Historical evidence indicates a widespread and centuries old exchange of shea kernels and shea butter by women in periodic local markets, and on a regional scale, with the densely populated West African littoral.
Initial French interest in shea was as a potential substitute for gutta-percha (latex) to insulate submarine cables in the wake of the profligate, inefficient and unsustainable methods of extraction from Palaquium gutta and other tropical rainforest trees in Southeast Asia.
Early and violent resistance to colonial rule during the Volta-Bani War was replaced by persistent migration into the (British) Protectorate of the Northern Territories of the Gold Coast Colony, as a form of protest by local Burkinabé communities to avoid the cumulative burdens of capitation tax, forced labour, military conscription, corporal punishment, and restrictive forest policies.
Multiple initiatives to extract shea butter (mechanically and chemically), to protect shea parklands or to plant shea trees, as well as early industrialization efforts, including a French ‘colonial petroleum’ project, were not successful.
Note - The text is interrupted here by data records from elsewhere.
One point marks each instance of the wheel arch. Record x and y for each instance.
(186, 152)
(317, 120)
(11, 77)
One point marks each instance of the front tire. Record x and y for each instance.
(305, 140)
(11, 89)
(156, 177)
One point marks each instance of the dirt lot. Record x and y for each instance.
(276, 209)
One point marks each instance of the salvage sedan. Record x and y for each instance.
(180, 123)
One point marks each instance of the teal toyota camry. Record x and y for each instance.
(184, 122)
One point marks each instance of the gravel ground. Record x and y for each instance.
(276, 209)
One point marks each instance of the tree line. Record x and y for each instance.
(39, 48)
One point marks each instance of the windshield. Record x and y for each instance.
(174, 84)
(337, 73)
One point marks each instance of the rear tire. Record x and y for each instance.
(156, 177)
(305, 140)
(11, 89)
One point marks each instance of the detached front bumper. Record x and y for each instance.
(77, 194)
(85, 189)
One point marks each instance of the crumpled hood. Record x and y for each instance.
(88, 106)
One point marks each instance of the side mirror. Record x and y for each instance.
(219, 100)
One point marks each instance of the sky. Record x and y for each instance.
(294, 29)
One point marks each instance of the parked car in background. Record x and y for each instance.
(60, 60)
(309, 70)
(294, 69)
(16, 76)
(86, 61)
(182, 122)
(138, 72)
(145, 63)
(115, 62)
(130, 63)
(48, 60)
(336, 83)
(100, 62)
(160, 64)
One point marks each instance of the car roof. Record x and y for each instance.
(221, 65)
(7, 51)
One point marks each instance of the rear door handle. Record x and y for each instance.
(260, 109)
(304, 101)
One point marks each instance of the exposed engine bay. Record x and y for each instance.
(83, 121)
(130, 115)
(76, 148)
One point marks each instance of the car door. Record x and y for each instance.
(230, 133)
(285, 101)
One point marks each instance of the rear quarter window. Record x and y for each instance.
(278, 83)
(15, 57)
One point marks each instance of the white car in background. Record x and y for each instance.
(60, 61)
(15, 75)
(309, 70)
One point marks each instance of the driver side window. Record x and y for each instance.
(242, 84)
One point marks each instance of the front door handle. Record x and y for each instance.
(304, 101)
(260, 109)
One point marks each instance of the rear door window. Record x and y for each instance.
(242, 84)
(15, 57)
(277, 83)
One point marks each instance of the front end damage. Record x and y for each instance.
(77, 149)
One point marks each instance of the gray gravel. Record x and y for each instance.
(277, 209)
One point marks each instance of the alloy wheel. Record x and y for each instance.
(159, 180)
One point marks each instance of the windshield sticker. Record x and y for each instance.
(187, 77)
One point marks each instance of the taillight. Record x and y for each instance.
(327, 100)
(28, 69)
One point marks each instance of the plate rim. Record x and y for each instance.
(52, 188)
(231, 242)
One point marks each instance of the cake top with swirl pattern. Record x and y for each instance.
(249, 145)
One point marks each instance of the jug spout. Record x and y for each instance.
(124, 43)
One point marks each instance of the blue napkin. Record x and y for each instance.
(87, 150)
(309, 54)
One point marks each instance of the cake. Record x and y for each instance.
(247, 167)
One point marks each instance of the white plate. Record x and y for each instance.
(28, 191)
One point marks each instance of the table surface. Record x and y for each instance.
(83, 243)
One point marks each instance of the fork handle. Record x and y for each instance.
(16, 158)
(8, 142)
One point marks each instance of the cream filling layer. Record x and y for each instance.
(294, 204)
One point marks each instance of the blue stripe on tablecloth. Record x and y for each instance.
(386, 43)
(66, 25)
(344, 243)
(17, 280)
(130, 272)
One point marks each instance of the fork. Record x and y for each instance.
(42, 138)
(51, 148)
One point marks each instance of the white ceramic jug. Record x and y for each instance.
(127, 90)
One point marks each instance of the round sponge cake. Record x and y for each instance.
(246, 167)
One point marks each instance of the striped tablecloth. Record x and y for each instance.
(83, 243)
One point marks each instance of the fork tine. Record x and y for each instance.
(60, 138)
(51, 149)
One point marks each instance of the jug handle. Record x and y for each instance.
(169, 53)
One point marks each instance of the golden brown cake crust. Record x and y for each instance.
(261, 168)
Ultimately, the production and supply of shea kernels and shea butter remained central to servicing the needs of Burkinabe and West African consumers throughout the colonial period.
Burkinabé women have traded shea kernels and shea butter in periodic local markets, and on a regional scale with the densely-populated West African littoral, for centuries. This paper traces the origins of French colonial efforts to develop shea as a commodity of empire from the 1890s to independence in 1960.
Colonial efforts to incorporate Upper Volta, a French colonial backwater, into the world economy was drawn out, heterogenous, and messy. The colonial state assumed erroneously that little shea trade existed, and that producers would respond positively to market incentives. Yet, we suggest that French colonial policies failed due to a composite of factors including the limited investment in either the colony or shea as an oilseed crop, adaptation by women shea producers to the extraction of male labour and the trade opportunities created by new international borders, and the ‘blindness’ of colonial officials to the economic, social and cultural functions of periodic local markets used by women shea traders. The historical trajectory of the shea trade continues to have implications for current-day shea markets and their actors.